Why So Many Top Tech Companies Have Indian-Born CEOs, According to a Startup Veteran – Inc.

When Jack Dorsey announced he was stepping down as Twitter CEO and being replaced by the company’s CTO, Parag Agrawal, earlier this month, tech industry observers may have felt a sense of déjà vu. Dorsey is far from the first swashbuckling founder to be replaced with an apparently mild-mannered Indian-born engineer in recent years. 
First, in 2014, Satya Nadella took over from Bill Gates’s successor, Steve Ballmer, at Microsoft and immediately set about transforming the company’s legendarily competitive culture. Then, in 2015, Sundar Pichai took the helm at Google parent company Alphabet. Now Agrawal, another Indian engineer, is taking over for a charismatic but sometimes divisive founder. Indian executives are also leading slightly less high-profile tech companies like IBM and Adobe. 
This isn’t too shocking. Immigrants in general are hugely overrepresented in entrepreneurship, and India in particular provides a huge amount of engineering talent to American companies. But it still feels like Indians are doing especially well at ascending to the top of some of America’s biggest tech companies. Are there any other factors than simple demographics in play? 
According to Vivek Wadhwa, the answer is yes. Another Indian-born tech industry legend, Wadhwa founded two tech companies before pivoting to become an author, pundit, and academic. He now teaches at Harvard and Carnegie Mellon. In Fortune recently, Wadhwa offered three reasons he feels India is particularly good at producing CEO talent. 
In America, we like to moan and complain about how useless the government is (often for good reason), but Wadhwa points out that citizens of developing nations like India have it much worse when it comes to their governments. 
“In a land of more than a billion people, most of whom are hampered by rampant corruption, weak infrastructure, and limited opportunities, it takes a lot to simply survive, let alone to get ahead. Indians learn to be resilient, battle endless obstacles, and make the most of what they have,” he writes. “In India, you learn to work around the problems that an unjust state and society create for you.”
All that means that, if you make it across the world and into the employment of a top tech company, you’ve almost certainly already developed extreme resilience and entrepreneurialism, both qualities that will set you up well to rise in that company. 
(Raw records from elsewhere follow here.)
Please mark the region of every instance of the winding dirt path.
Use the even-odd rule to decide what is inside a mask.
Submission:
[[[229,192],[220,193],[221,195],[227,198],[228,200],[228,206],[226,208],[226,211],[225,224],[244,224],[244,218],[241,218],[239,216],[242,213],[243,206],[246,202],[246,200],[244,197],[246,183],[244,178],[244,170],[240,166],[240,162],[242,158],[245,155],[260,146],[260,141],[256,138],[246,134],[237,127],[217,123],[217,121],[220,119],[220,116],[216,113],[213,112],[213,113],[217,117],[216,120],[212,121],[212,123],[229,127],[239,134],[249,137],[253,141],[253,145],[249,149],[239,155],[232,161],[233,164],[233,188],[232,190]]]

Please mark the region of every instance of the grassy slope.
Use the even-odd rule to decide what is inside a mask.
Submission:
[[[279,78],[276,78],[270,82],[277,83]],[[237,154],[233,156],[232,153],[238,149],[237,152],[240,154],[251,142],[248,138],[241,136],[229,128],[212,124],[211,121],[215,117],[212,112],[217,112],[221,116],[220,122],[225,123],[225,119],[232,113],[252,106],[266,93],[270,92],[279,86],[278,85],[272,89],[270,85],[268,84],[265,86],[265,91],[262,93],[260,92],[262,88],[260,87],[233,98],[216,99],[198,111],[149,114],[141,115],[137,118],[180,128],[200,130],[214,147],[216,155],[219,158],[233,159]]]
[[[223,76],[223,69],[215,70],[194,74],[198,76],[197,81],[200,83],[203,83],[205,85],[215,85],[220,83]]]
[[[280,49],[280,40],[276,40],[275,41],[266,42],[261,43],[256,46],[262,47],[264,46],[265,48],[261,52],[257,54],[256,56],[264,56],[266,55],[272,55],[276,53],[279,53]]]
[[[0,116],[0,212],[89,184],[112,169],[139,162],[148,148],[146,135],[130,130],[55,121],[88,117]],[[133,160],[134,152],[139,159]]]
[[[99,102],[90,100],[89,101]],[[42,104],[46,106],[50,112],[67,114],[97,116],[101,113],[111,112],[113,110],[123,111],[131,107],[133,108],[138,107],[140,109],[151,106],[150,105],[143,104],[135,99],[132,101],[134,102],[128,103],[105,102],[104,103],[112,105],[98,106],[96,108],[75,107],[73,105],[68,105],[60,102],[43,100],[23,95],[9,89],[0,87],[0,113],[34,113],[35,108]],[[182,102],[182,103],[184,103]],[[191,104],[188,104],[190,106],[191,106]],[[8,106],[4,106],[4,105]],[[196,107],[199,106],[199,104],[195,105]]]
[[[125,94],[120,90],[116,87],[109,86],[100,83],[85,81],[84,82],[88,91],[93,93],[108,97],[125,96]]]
Indians are human and certainly subject to biases of their own, but Wadhwa points out that “there are six major religions in India, and the Indian constitution recognizes 22 regional languages. Every region in the country has its own customs and character, and people accept differences in attitudes and beliefs, especially in the context of business.” 
Experience of dealing with diverse backgrounds and mindsets comes baked in with being Indian. 
Ask any immigrant (including myself): Moving to a new country is humbling. You often don’t know the local customs or how to get things done, which means you are constantly confronted with your own limitations and mistakes. 
Plus, chances are excellent that the identity markers you used as shortcuts to present yourself at home will be largely meaningless in your new country. You can’t lean on your hometown, your favorite band, or being the buddy of so-and-so to express who you are or open doors for you. All you have is your own words and behavior to establish your character and trustworthiness. 
This process of overcoming these obstacles has a tendency to leave you more open-minded, less snobbish, and, if the initial difficulties don’t break you, better at recognizing your biases and limitations and growing from them. All of which are traits that serve a future CEO well. 
Is it only India that produces citizens rich in these qualities? Of course not. But combine these advantages with the sheer number of talented strivers coming out of a country of some 1.38 billion and it’s suddenly less surprising that so many of America’s marquee tech companies are led by Indian-born executives.